Il senso di libertà dell’uomo si distingue qualitativamente dalla natura istintiva della materia vivente ordinaria che cerca semplicemente di mantenere la propria esistenza fisica. Esso consiste nel voler vivere e svilupparsi in quanto essere sociale. È sbagliato cercare di spiegare il senso di libertà dell’essere sociale che è l’uomo a partire dal suo semplice istinto di conservazione. Adottando questa posizione non si farà che negare la differenza fondamentale tra l’essere sociale e l’essere naturale, tra la proprietà sociale e la proprietà biologica.

Il senso di libertà dell’uomo, essere sociale, è senza alcun dubbio una nozione storico-sociale e va dunque considerata e afferrata dal punto di vista storico-sociale.

Se insistiamo sulla necessità di non confonderla con le proprietà naturali della materia vivente, non bisogna tuttavia concludere che questa arriva a rifiutare di ammettere la materialità dell’uomo.

È innegabile che l’uomo è un essere materiale. Non è però men vero che esso non è un essere materiale ordinario. A differenza delle altre forme di materia vivente che sono prigioniere del mondo oggettivo al quale devono adattarsi, l’uomo domina e trasforma il mondo conformemente ai suoi desideri ed ai suoi bisogni. Considerare il senso di libertà, attributo dell’uomo, come un fatto naturale, sarebbe, in definitiva, rendere fluida la linea di demarcazione fondamentale tra l’essere sociale che è l’uomo e la materia vivente in generale e abbassare la sua posizione ed il suo ruolo di dominazione e trasformazione del mondo al livello delle funzioni della materia vivente ordinaria.

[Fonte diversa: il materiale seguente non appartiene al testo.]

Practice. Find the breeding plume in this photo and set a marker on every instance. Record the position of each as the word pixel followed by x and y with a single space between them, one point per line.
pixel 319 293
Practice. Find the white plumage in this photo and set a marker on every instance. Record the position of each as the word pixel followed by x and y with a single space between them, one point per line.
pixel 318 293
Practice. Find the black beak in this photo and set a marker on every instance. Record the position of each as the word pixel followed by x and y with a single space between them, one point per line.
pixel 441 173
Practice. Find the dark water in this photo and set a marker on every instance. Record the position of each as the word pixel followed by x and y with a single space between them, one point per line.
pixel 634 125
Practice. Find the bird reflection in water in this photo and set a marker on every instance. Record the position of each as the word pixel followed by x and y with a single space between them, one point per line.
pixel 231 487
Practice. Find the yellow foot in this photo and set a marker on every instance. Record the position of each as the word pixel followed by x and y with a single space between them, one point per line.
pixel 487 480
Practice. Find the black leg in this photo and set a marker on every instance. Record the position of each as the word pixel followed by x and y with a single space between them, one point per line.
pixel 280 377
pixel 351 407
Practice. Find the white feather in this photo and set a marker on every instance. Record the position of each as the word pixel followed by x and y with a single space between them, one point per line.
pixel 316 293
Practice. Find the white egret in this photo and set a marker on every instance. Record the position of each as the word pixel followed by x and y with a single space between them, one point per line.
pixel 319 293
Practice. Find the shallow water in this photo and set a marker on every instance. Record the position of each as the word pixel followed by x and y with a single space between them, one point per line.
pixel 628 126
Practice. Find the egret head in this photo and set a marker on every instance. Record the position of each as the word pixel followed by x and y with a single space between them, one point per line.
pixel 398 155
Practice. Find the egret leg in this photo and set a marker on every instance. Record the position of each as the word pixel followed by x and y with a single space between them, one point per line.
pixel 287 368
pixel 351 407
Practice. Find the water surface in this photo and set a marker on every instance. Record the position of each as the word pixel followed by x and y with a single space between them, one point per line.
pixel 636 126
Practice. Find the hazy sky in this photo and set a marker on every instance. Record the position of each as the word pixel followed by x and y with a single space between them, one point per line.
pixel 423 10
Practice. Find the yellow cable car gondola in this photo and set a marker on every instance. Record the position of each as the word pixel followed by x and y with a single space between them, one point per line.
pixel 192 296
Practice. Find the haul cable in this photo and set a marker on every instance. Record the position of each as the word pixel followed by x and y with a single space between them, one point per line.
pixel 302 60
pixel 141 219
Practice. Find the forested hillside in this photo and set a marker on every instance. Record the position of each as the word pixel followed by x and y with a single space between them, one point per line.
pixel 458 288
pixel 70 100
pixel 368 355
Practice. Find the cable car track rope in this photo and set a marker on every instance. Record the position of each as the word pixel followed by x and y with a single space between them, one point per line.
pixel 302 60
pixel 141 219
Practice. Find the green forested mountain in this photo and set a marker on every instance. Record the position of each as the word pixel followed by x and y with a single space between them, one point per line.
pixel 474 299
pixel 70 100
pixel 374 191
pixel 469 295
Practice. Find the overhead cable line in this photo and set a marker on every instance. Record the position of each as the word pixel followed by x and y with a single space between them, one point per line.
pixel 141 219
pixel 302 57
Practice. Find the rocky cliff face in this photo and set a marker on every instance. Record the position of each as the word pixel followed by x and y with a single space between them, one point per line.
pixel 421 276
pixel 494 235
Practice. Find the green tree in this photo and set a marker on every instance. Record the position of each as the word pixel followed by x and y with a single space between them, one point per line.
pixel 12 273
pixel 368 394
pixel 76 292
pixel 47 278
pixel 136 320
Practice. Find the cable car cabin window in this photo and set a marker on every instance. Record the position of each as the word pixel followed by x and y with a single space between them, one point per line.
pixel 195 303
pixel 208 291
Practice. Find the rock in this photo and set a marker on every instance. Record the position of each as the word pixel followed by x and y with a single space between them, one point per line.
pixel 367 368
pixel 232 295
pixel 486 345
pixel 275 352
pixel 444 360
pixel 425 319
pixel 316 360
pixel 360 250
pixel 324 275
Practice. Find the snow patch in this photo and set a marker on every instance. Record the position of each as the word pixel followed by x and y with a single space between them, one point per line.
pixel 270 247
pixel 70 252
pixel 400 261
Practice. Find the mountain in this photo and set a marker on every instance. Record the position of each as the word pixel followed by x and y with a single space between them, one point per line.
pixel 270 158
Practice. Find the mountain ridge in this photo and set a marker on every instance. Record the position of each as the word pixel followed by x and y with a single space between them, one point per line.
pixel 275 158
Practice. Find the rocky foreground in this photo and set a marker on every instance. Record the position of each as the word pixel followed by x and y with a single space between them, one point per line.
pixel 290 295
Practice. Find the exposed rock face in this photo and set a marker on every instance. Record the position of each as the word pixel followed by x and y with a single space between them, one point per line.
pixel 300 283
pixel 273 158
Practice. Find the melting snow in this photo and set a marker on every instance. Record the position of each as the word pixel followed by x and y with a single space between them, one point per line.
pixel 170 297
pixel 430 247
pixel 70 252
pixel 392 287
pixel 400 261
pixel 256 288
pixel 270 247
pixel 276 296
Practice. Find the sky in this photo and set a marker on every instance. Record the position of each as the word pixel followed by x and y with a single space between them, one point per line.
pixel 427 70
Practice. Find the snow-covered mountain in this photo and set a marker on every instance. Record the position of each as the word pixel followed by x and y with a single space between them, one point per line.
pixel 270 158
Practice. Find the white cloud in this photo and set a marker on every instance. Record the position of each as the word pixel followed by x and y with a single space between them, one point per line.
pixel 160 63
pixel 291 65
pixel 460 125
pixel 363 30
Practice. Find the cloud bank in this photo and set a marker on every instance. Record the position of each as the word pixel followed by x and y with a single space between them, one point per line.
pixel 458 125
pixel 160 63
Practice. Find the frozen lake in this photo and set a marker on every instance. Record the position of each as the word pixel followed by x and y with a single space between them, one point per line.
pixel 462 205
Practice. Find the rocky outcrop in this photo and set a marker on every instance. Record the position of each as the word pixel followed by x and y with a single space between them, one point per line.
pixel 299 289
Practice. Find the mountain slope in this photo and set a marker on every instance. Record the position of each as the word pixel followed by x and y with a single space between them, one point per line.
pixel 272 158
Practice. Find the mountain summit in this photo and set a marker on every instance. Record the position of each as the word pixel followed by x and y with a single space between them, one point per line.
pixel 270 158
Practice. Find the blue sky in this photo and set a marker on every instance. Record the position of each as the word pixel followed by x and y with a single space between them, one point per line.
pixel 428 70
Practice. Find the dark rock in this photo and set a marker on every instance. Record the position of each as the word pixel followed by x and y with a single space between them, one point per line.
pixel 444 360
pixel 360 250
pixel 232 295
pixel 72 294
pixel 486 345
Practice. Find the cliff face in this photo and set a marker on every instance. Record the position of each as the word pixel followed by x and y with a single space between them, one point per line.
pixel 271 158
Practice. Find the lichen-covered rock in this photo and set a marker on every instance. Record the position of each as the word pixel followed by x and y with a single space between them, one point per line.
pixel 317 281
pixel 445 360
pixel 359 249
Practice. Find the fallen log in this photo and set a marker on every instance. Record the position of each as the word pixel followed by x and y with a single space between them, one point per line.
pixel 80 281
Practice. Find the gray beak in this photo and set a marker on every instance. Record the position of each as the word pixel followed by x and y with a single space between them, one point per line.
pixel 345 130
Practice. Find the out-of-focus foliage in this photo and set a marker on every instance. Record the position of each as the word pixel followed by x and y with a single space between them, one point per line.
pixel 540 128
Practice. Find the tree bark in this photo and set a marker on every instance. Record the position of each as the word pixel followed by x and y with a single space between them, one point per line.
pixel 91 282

Il senso di libertà, un attributo importante dell’essere sociale che è l’uomo, non si accorda tuttavia alla totalità delle sue proprietà sociali. Allo stesso modo del senso di libertà, la creatività e la coscienza sono ugualmente proprietà sociali umane. Nondimeno queste tre proprietà rinviano, va da sé, a degli aspetti fondamentali dell’uomo. Il primo determina la volontà dell’uomo di vivere in piena indipendenza in quanto padrone del mondo e del suo proprio destino, la seconda lo guida a trasformare il mondo e a modellare il suo destino con un obiettivo preciso, e la terza funge da base per tutte le sue attività volte a conoscere ed a trasformare il mondo o l’essere umano stesso. Una di queste tre proprietà si distingue dalle altre due, ma allo stesso tempo vi è indissolubilmente legata. Senza il senso di libertà, non si può dar pieno sfoggio di creatività; ugualmente, privi di creatività non si saprebbe godere realmente del proprio senso di libertà. Queste due nozioni presuppongono una coscienza che garantisca la loro esistenza. Altresì, per conoscere le proprietà sociali dell’uomo, è importante considerare correttamente il senso di libertà, la creatività e la coscienza non solamente nella loro unità, ma anche nei loro rapporti.

La filosofia jucheana ha chiarito con originalità la natura, la posizione ed il ruolo dell’uomo che domina e modifica il mondo, elevando così la dignità e il valore dell’essere umano al grado più alto. È questo il grande merito da ascrivere a suo favore e che nessun altro pensiero filosofico ha potuto ottenere.

Attualmente la filosofia jucheana gode del sostegno e dell’approvazione incessantemente crescenti dei popoli del mondo.

Dobbiamo vigilare affinché i teorici delle scienze sociali studino in maniera approfondita la filosofia jucheana, la spieghino e la diffondano correttamente al fine di far conoscere ancor più ciò che fa grande l’idea Juche.

Conto di esporre ancor più dettagliatamente i problemi che pone la comprensione dell’idea Juche, in particolare il problema dell’indipendenza. È dunque preferibile, per il momento, non trasmettere il mio discorso agli altri e guidare i teorici delle scienze sociali ad approfondire i loro studi e le loro ricerche sull’idea Juche al fine di acquisirne una conoscenza esatta.


Kim Jong Il, Per sviluppare le idee del Juche, Edizioni in Lingue Estere, Pyongyang 1995, pagg. 1-8 ed. fr.